Das ist eine Sehnsucht, die man auch in Rilkes Gedichten findet. Und wahrscheinlich ist es genau jetzt an der Zeit, diese ganz und gar nicht freundliche Seite des Dichters sichtbar zu machen.

So, wie es Hans-Peter Kunisch hier tut – bis in berühmte Gedicht-Zyklen des Mannes hinein, der in seinem Turm in Muzot eigentlich weitab vom Geschehen lebte und geradezu dreist argumentierte, als er der in Mailand lebenden Briefpartnerin erklärte, wie schroff und rücksichtslos der Nationalismus agieren müsse. Da kommen Gewaltphantasien durch, die man dem eigentlich zarten Dichter Rilke gar nicht zutraut.

Vielleicht hat sich Aurelia Gallarati Scotti auch deshalb lieber zurückgehalten. Erstaunlich zurückgehalten. Auch wenn ihr „Nein“ zu Rilkes Ansichten deutlich formuliert war. Er hätte das eigentlich nicht überlesen können. Aber er tat dann so, als spiele das keine Rolle, packte seine radikalen Ansichten in freundliches Geplänkel und tat dann so, als wäre gar nichts passiert.

Als hätte er eben nur ein bisschen darüber theoretisiert, wie ein Staat nach seiner Vorstellung funktionieren solle. Eingerahmt in unverfängliche Konversation, als wäre das wirklich alles nur Geplauder.
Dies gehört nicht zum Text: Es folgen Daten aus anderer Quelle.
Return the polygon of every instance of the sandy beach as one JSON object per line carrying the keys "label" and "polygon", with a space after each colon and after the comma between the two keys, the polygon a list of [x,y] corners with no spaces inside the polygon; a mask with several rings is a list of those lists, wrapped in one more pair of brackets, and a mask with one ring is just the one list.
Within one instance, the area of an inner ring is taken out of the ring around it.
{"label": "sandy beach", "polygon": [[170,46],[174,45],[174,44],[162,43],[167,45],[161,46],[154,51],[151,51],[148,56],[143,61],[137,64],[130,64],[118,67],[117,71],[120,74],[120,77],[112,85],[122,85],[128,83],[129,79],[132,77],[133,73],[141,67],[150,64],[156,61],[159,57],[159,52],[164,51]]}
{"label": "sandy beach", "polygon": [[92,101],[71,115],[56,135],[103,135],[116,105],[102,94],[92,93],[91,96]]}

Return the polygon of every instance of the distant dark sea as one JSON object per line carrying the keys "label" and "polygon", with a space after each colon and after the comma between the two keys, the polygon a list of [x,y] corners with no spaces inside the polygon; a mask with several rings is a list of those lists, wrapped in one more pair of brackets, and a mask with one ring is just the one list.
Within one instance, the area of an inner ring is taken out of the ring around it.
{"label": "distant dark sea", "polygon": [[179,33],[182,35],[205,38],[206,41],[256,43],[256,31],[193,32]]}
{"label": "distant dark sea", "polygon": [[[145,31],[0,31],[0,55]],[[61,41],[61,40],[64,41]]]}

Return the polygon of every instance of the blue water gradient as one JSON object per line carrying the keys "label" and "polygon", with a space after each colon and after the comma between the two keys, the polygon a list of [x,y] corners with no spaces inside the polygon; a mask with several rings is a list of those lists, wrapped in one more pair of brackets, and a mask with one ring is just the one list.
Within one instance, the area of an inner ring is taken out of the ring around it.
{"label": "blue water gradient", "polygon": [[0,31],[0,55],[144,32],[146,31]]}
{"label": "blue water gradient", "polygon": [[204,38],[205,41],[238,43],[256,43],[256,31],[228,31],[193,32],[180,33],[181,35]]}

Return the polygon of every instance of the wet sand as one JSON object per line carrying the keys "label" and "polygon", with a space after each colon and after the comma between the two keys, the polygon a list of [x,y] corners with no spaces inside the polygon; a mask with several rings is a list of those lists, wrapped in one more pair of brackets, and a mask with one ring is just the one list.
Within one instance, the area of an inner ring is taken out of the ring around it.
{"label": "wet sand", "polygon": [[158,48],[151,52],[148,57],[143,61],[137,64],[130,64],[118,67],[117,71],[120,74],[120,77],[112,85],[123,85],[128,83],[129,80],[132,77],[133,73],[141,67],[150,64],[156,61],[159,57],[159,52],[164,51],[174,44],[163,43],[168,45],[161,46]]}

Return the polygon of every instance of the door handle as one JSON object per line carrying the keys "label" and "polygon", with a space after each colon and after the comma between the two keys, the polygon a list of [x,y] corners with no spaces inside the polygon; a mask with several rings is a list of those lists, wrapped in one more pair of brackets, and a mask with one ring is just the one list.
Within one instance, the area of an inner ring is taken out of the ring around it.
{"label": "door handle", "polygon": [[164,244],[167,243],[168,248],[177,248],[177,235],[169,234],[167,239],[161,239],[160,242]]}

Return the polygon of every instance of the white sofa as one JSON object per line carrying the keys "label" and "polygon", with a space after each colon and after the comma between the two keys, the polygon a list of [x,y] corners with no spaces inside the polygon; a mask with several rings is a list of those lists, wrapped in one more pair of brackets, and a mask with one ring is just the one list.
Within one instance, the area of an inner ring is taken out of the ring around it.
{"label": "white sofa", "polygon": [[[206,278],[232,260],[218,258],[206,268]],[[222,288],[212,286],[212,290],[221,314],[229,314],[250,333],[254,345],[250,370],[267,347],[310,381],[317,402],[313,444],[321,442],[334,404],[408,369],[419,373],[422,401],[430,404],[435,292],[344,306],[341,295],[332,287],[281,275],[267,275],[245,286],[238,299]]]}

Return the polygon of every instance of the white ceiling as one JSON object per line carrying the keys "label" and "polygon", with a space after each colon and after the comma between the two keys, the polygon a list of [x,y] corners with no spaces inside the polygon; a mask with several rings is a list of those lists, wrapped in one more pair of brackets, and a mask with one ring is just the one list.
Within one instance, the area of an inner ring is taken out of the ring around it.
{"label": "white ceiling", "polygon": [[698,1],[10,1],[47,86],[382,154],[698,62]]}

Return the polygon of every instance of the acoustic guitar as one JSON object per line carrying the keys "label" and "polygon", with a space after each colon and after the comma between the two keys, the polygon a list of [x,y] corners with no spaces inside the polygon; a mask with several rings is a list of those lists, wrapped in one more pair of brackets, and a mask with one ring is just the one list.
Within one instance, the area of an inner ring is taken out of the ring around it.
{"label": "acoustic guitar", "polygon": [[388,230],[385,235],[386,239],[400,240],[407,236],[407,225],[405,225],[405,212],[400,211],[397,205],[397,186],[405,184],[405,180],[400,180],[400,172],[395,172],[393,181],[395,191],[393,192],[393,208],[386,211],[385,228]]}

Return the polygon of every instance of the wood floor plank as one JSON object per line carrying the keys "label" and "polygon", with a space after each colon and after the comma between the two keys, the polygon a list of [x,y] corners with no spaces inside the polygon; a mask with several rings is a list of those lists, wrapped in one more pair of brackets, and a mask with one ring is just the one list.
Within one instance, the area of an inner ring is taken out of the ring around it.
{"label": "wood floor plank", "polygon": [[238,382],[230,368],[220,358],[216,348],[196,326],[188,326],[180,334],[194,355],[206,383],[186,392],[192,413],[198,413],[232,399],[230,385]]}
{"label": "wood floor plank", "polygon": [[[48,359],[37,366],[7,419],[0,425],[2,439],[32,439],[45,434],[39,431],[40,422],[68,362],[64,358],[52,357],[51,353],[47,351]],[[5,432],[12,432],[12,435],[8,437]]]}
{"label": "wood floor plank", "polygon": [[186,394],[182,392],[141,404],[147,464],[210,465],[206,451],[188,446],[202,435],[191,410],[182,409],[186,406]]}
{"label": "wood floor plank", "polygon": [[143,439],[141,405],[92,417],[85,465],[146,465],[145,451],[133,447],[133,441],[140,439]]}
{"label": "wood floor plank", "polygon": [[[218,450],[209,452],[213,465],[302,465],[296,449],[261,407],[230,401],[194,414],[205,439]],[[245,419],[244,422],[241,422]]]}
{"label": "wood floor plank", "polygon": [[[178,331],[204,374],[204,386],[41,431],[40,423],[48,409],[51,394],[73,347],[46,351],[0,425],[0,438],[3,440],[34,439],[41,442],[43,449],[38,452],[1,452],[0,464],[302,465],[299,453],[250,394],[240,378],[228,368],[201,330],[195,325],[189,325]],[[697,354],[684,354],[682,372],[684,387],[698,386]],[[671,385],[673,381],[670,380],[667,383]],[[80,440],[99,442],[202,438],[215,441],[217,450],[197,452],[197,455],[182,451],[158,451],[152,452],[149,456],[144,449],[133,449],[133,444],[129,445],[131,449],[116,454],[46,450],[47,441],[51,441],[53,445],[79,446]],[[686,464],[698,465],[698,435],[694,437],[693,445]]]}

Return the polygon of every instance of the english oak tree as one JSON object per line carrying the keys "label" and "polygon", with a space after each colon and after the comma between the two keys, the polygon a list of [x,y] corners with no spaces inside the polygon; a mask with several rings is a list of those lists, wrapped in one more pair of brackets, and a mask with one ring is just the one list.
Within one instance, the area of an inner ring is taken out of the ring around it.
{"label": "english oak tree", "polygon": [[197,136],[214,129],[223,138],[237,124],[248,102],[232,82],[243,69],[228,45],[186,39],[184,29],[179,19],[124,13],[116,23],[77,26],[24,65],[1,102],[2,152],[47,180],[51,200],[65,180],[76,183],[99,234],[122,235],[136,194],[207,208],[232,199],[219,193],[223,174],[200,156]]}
Doch dass es Rilke ernst gemeint hat damit und dass dieses Denken wesentlicher Teil seiner Dichtung ist, das zeigt Kunisch recht genau. Man liest dann viele von Rilkes bekannten und als unentschlüsselbar gedachten Dichtungen mit anderen Augen. Mit einem Blick dafür, dass dahinter immer ein ganzes Weltbild steht, in dem es nicht nur innig und romantisch zugeht.